Okay, the first three reasons are fairly self explanatory, however you might have raised an eyebrow for the fourth reason. Hear me out. I’m not trying to say I’m the perfect tourist, I’m clearly not, but tourists are the worst. When an attraction gets overpopulated, it just becomes terrible and I’m sure everyone knows this feeling, so instead of me ranting, check out Thomas Heaton’s video, he pretty much sums it up. Therefore, a place that is a bit difficult/takes more effort to get to, you tend to avoid crowds and most importantly bumbling idiots and obnoxious tourists. This trip has definitely made me want to do more hiking/outdoorsy travels!
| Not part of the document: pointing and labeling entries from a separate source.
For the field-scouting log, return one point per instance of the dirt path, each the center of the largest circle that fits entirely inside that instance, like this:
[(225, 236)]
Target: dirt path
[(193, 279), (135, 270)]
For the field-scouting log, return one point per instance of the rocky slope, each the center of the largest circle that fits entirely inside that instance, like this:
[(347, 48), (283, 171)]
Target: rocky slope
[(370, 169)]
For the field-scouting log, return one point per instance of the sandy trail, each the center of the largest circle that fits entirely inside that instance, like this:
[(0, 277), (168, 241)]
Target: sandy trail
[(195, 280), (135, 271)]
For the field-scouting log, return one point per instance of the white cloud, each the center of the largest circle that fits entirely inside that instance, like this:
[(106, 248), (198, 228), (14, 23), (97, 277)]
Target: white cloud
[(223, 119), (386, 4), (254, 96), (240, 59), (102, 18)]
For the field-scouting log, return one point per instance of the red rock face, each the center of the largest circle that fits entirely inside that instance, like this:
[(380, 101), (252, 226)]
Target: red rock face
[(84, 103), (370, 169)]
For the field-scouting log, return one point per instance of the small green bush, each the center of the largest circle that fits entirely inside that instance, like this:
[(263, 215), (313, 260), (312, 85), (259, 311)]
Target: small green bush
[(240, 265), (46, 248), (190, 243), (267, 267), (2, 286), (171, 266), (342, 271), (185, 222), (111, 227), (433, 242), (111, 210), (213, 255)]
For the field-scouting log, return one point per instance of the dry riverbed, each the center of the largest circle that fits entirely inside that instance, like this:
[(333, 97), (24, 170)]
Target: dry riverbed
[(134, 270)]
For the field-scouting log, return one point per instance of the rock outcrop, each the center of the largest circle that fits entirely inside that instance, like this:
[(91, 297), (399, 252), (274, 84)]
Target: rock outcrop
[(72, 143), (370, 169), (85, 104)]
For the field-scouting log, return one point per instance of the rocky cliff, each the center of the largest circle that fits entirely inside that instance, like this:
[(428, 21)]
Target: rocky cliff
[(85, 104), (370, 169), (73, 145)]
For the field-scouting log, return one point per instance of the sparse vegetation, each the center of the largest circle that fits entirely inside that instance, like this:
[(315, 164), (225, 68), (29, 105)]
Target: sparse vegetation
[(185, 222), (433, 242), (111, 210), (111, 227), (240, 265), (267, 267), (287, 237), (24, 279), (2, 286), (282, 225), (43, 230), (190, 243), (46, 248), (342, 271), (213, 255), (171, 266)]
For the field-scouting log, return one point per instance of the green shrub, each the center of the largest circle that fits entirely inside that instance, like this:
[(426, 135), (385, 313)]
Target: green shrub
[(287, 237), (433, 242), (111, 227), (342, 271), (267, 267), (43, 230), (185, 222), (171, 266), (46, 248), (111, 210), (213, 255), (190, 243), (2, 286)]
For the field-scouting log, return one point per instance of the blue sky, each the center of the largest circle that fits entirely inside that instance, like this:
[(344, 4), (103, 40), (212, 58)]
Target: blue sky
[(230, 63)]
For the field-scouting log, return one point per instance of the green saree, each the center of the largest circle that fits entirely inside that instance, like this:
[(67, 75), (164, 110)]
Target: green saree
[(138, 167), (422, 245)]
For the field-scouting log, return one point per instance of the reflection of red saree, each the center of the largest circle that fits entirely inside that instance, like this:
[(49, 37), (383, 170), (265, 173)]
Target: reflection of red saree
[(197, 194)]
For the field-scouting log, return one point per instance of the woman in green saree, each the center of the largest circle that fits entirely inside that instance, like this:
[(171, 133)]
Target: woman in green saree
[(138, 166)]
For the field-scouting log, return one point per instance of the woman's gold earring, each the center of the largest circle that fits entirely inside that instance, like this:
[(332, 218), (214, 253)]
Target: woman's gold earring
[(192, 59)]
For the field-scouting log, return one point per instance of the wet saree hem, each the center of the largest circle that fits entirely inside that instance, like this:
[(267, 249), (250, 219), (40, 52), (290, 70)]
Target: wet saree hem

Righty-ho, now time to talk about Eskdale – a four-and-a-half-hour journey from Leeds. Our route took us to Ravenglass, where we hopped on board a little steam train to take us across the 7 miles stretch of beautiful countryside into the glacial valley, Eskdale. When Rosie was telling me about the Ravenglass and Eskdale steam railway, I expected a full on giant steam engine… However, when we arrived I was pleasantly surprised when she had to tell me that what I was looking at was not one of those children’s trains you get in parks, but in fact the train we were going to get… It’s a good way to save my back of 7 miles of hiking with a massive and heavy rucksack (filled with food) – I prefer setting up camp in one location and making that my base for the trip… For me it’s not enjoyable having to hike 8+ hours with a fully loaded 70l bag. I have done it before, and unless I had to (e.g an expedition), I would not do it again… Note: it does it get quite cold sitting in the semi-sheltered carriages and you do occasionally get your lungs filled with smoke, but it’s definitely worth it if you unobstructed views of the tranquil surround landscape.

Stanley Ghyll

40 minutes later and we arrived in Eskdale, and it was only a short walk to our campsite for the night, Eskdale Campsite; the nicest campsite I have ever stayed at – it was posh – and for a reasonable price of £7.95pppn! Tent set up and bags dumped, time to explore the area! Armed with an OS map, we planned on visiting some nearby waterfalls – Gill Force and Stanley Ghyll (Stanley Force), with the former actually turning out to be nothing more than a fast flowing stream with a slight gradient… Nevertheless, still an enjoyable detour! Stanley Ghyll on the other hand was great little find! Not the biggest waterfall by any means, but it was just nestled away in such a peaceful corner of the lake district.

Waterfalls done, it was time to head back to camp and lighten our packs for our hike towards the Wast Water the morning after (also known as consuming some of the ridiculous amount of food we had – check out Rosie’s post for a photo!), then a final wander around the valley chasing the fading light!